Joe Biden under pressure as US inflation hits four-decade high

US president faces battle to enact spending proposals and retain control of Congress following January inflation report showing large surge in the cost of living.

US President Joe Biden faces an even bigger battle to enact his spending proposals and retain his party’s control of Congress in the wake of a January inflation report that showed an unexpectedly large surge in the cost of living for US citizens. 

Just weeks after Biden claimed that consumer-price gains had hit a peak, a government report showed Thursday that inflation remains on the upswing -- sowing doubts about whether the White House fully has its arms around a crisis that may be broadening.

The US Department of Labor said Thursday the consumer price index (CPI) climbed 7.5 percent over the 12 months to January – its largest increase since February 1982 – while it rose by 0.6 percent compared to December, more than analysts expected.

The data defied hopes by US President Joe Biden's administration that the wave of price increases sapping his public approval would show signs of decelerating in the first month of 2022, and further bolstered expectations that the Federal Reserve will soon increase interest rates.

In a statement, Biden acknowledged that inflation "is elevated" but "forecasters continue to project inflation easing substantially by the end of 2022."

The inflation data couldn’t come at a worse time, with the window closing for the president to repair his image in the minds of voters worn down by the pandemic and its economic ramifications. Congressional midterm elections loom in November.

For the moment, experts see the Democrats losing ground in November. Republicans need a net gain of just five House seats to take control of that chamber, and only one seat to regain the reins in a Senate now split 50-50 between the political parties.

 

Array of factors

Republicans leapt at the opportunity the data offered.
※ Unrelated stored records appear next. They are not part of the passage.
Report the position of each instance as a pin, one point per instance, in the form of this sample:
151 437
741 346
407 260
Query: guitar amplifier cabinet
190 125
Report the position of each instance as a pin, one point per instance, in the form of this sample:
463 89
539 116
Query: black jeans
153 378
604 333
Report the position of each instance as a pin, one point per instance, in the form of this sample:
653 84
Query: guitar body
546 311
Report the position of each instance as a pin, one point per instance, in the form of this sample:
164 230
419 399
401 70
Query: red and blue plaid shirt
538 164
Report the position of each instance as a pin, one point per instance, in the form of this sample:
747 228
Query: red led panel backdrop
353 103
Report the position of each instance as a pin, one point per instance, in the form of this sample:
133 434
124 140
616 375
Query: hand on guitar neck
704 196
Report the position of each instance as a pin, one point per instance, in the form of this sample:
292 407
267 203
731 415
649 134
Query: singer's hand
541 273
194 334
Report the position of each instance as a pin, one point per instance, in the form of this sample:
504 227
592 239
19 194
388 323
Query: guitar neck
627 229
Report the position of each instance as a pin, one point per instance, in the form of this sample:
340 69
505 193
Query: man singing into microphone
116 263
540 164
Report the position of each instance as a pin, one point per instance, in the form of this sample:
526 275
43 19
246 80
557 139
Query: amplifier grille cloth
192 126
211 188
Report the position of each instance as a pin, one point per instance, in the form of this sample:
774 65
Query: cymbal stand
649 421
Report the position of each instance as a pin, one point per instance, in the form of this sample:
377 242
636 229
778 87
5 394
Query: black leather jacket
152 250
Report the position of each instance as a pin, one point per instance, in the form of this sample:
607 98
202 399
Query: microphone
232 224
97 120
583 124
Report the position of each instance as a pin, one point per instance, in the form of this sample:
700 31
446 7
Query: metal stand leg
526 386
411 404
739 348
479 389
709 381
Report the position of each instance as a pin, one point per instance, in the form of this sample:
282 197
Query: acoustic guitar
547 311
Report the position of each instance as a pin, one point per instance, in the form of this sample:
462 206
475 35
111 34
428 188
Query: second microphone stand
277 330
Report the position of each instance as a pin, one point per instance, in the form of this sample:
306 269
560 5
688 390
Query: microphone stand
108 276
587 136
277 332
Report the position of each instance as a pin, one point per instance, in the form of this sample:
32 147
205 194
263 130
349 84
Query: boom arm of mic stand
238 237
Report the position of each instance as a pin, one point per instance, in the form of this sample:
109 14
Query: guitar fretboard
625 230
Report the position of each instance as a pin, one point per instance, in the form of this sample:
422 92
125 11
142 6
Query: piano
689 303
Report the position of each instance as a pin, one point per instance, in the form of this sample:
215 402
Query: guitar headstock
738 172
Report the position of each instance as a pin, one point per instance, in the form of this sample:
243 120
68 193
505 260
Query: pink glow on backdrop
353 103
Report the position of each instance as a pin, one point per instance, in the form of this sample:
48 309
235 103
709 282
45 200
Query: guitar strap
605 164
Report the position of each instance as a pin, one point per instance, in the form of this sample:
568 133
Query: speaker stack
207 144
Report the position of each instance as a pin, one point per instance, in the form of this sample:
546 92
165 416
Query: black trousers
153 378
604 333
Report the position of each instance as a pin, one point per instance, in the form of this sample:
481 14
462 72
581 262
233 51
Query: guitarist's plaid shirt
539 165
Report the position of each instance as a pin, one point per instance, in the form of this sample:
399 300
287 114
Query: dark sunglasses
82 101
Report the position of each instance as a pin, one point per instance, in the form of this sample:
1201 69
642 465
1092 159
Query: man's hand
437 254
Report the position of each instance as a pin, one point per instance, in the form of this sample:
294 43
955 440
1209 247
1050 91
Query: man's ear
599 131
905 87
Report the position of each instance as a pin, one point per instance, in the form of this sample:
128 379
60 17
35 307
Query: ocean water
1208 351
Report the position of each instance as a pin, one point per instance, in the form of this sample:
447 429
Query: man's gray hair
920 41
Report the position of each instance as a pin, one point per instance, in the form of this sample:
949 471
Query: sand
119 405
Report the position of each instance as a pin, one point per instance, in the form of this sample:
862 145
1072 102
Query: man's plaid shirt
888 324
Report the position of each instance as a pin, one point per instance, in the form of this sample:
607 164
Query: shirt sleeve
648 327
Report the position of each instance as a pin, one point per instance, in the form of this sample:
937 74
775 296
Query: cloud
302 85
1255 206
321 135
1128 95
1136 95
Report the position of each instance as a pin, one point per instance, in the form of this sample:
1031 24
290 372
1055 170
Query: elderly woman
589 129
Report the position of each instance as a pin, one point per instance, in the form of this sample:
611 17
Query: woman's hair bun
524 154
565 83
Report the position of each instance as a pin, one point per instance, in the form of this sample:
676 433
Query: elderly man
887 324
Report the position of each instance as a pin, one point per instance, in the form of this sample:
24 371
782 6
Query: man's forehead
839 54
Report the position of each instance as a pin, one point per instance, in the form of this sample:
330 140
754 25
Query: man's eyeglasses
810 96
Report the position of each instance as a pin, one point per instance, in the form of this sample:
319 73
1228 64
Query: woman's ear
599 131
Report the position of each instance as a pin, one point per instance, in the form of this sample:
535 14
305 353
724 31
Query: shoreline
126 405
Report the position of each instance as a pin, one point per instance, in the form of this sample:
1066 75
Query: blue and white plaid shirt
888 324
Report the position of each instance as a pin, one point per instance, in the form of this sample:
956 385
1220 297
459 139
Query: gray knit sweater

Minority Leader Mitch McConnell took to the Senate floor to lay blame on the US$1.9-trillion pandemic relief bill passed without GOP support last March.

 “The severity of this inflation was directly fuelled by the reckless, far-left spending spree that every single Democrat in this chamber voted to ram through,” he said.

An array of factors is seen as driving the price increases, from the Fed's easy money policies meant to support the economy during the pandemic to supply chain snarls, shortages of components and labour and robust demand from US consumers.

Rent costs increased the most in nearly two decades, food and energy prices surged, and the cost for household furnishings and health insurance rose by the most on record.

“Inflation is up. It’s up. And – coming from a family when the cost of gas went up you felt it in the household, you knew what it was like – it matters,” Biden acknowledged in an event Thursday afternoon in Culpeper, Virginia.

The White House has attempted to reign in the increases by announcing a host of initiatives.

Economic Adviser Jared Bernstein underscored moves to address the cost-of-living surge. “We have a very active agenda both near, medium and long term to try to ease price pressures,” he said in an interview.

However, the Fed is the institution best placed to stem the price hikes, said Jason Furman, a former chair of the White House Council of Economic Advisers during Barack Obama's presidency, under whom Biden served as vice president.

"The truth is the president can do very little to lower inflation. He can and should do everything he can on supply (and he is doing most of it already) but (it) won't add up to much," he said in a tweet.

 "The Fed needs to hike in March," he added.